歌詞を見ずに一周し、二周目でブックレットを開く。写真の余白を見ながら音を聴く。スマートフォンを触らず、週末の夜に一枚を通す。限定盤の価値は、この少し遅い時間を作りやすいことにあります。
私が繰り返し戻った5曲
LOST
派手に感情を説明しないのに、何かを置いてきた感覚だけが残ります。
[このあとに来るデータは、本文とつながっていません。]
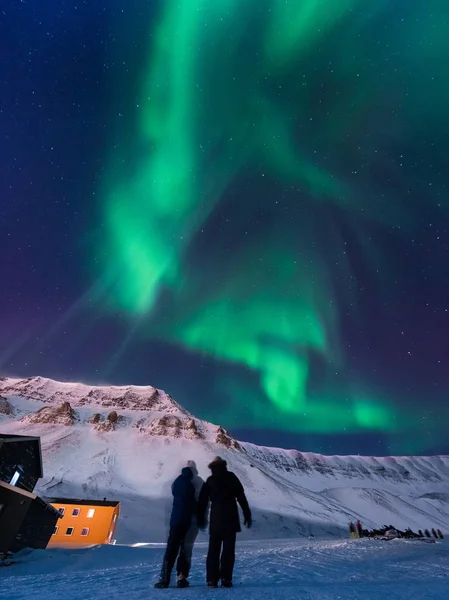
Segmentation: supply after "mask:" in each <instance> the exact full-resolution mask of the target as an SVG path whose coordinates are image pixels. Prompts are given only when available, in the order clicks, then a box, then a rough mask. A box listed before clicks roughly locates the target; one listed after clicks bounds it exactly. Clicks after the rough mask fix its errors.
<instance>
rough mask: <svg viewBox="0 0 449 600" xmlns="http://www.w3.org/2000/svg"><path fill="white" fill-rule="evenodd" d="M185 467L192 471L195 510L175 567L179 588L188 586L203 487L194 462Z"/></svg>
mask: <svg viewBox="0 0 449 600" xmlns="http://www.w3.org/2000/svg"><path fill="white" fill-rule="evenodd" d="M186 467H187V468H189V469H190V470H191V471H192V475H193V477H192V484H193V487H194V489H195V510H194V511H193V514H192V520H191V521H190V527H189V529H188V530H187V533H186V535H185V538H184V542H183V543H182V544H181V550H180V552H179V558H178V562H177V565H176V571H177V575H178V586H179V587H182V586H184V587H187V585H188V581H187V579H188V577H189V572H190V567H191V565H192V551H193V546H194V544H195V540H196V538H197V536H198V531H199V529H198V519H197V514H196V513H197V510H196V507H197V506H198V500H199V496H200V492H201V489H202V487H203V485H204V481H203V480H202V479H201V477H200V476H199V475H198V469H197V466H196V462H195V461H194V460H188V461H187V463H186Z"/></svg>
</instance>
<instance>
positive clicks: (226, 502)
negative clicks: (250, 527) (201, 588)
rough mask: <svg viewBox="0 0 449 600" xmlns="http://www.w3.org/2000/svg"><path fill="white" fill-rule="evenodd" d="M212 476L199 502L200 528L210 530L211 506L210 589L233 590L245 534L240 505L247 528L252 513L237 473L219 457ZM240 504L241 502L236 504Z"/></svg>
mask: <svg viewBox="0 0 449 600" xmlns="http://www.w3.org/2000/svg"><path fill="white" fill-rule="evenodd" d="M209 469H210V470H211V472H212V474H211V476H210V477H209V478H208V479H207V481H206V483H205V484H204V486H203V488H202V490H201V493H200V498H199V502H198V525H199V527H200V528H204V527H205V526H206V511H207V507H208V505H209V502H210V503H211V509H210V524H209V549H208V553H207V561H206V571H207V585H208V586H209V587H217V586H218V582H219V580H220V579H221V585H222V586H223V587H232V574H233V570H234V562H235V541H236V534H237V533H238V532H239V531H241V528H240V518H239V511H238V508H237V502H238V503H239V504H240V506H241V508H242V511H243V517H244V524H245V525H246V527H248V528H249V527H251V525H252V519H251V511H250V508H249V505H248V500H247V499H246V496H245V491H244V489H243V486H242V484H241V482H240V480H239V478H238V477H237V475H235V474H234V473H231V472H230V471H228V469H227V463H226V461H225V460H223V459H222V458H220V457H219V456H217V457H216V458H215V459H214V460H213V461H212V462H211V463H210V465H209ZM236 501H237V502H236Z"/></svg>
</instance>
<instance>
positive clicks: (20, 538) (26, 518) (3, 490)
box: [0, 482, 61, 554]
mask: <svg viewBox="0 0 449 600" xmlns="http://www.w3.org/2000/svg"><path fill="white" fill-rule="evenodd" d="M60 518H61V515H60V513H59V511H58V510H56V509H55V508H54V507H53V506H52V505H51V504H48V503H47V502H45V501H44V500H42V499H41V498H39V496H37V495H36V494H33V493H32V492H28V491H26V490H22V489H20V488H18V487H15V486H13V485H10V484H8V483H4V482H0V532H1V535H0V553H4V554H6V553H7V552H17V551H18V550H21V549H22V548H41V549H42V548H46V547H47V544H48V542H49V540H50V538H51V536H52V535H53V532H54V530H55V526H56V523H57V521H58V519H60Z"/></svg>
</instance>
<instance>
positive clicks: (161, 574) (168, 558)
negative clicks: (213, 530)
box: [154, 467, 196, 588]
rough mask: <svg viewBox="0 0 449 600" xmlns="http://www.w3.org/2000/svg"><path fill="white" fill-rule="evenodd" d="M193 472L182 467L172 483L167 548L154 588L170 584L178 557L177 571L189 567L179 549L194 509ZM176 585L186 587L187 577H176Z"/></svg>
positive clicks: (190, 521)
mask: <svg viewBox="0 0 449 600" xmlns="http://www.w3.org/2000/svg"><path fill="white" fill-rule="evenodd" d="M192 480H193V472H192V469H190V468H189V467H184V468H183V469H182V471H181V475H179V476H178V477H177V478H176V479H175V481H174V482H173V483H172V486H171V491H172V495H173V507H172V511H171V516H170V532H169V535H168V541H167V548H166V550H165V555H164V559H163V561H162V568H161V575H160V578H159V581H158V582H157V583H156V584H155V586H154V587H155V588H167V587H168V586H169V585H170V577H171V573H172V571H173V567H174V565H175V561H176V558H178V565H177V571H178V573H188V571H189V568H188V566H187V565H186V564H185V556H184V554H183V552H181V549H182V547H183V544H184V541H185V538H186V535H187V532H188V531H189V528H190V525H191V522H192V516H193V513H194V511H195V507H196V503H195V488H194V485H193V483H192ZM178 555H179V556H178ZM177 585H178V587H187V586H188V585H189V582H188V581H187V578H181V579H178V584H177Z"/></svg>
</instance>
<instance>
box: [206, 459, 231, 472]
mask: <svg viewBox="0 0 449 600" xmlns="http://www.w3.org/2000/svg"><path fill="white" fill-rule="evenodd" d="M227 464H228V463H227V462H226V461H225V460H224V459H223V458H221V456H216V457H215V458H214V460H213V461H212V462H211V463H209V465H208V467H209V469H212V468H213V467H226V465H227Z"/></svg>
元気な昼より、少し立ち止まりたい夜に聴きたくなる曲でした。
雨の日のパレード
沈んだ景色の中にも歩いていくリズムがあります。雨の日に外を見ながら聴くと、いつもの道の色が少し変わります。
Party is over
何かが終わったあとの静けさを、必要以上にドラマチックにしません。その距離感が大人っぽく、聴く時期によって残る箇所が変わります。
ケモノミチ
アルバムの中で体温を上げてくれる曲です。整いすぎていない演奏と声が、きれいな答えより先へ進む力を持っています。
deja-vu
過去と現在が重なるような感覚が、アルバム後半を深くします。Mr.Childrenを長く聴いてきた人ほど、自分の記憶まで呼び戻される曲だと思います。
買う前に知りたい注意点
- 即効性のあるヒット曲集を期待すると地味に感じる
- 限定盤と通常盤の収録音源は同じ
- 公式ストアの限定盤は確認時点で売り切れ
- 中古は箱、ブックレット、店舗特典の有無を確認する
- CDを再生できる環境が必要
まず曲が合うか確かめたい人は配信からで十分です。そこで何度も戻る曲ができ、アルバムを一枚の形で手元に置きたくなったときにCDを選ぶ。その順番なら後悔しにくいと思います。
こんな人なら限定盤を選ぶ意味がある
歌詞カードを読みながら聴く時間が好きな人、曲順を含めてアルバムを味わいたい人、写真や装丁も作品の一部として残したい人に向いています。
『miss you』は、一度で圧倒するアルバムというより、生活の静かな時間へ入ってくるアルバムです。私はそこが好きでした。配信で何度か聴いても気になるなら、棚に置ける形で買う価値があります。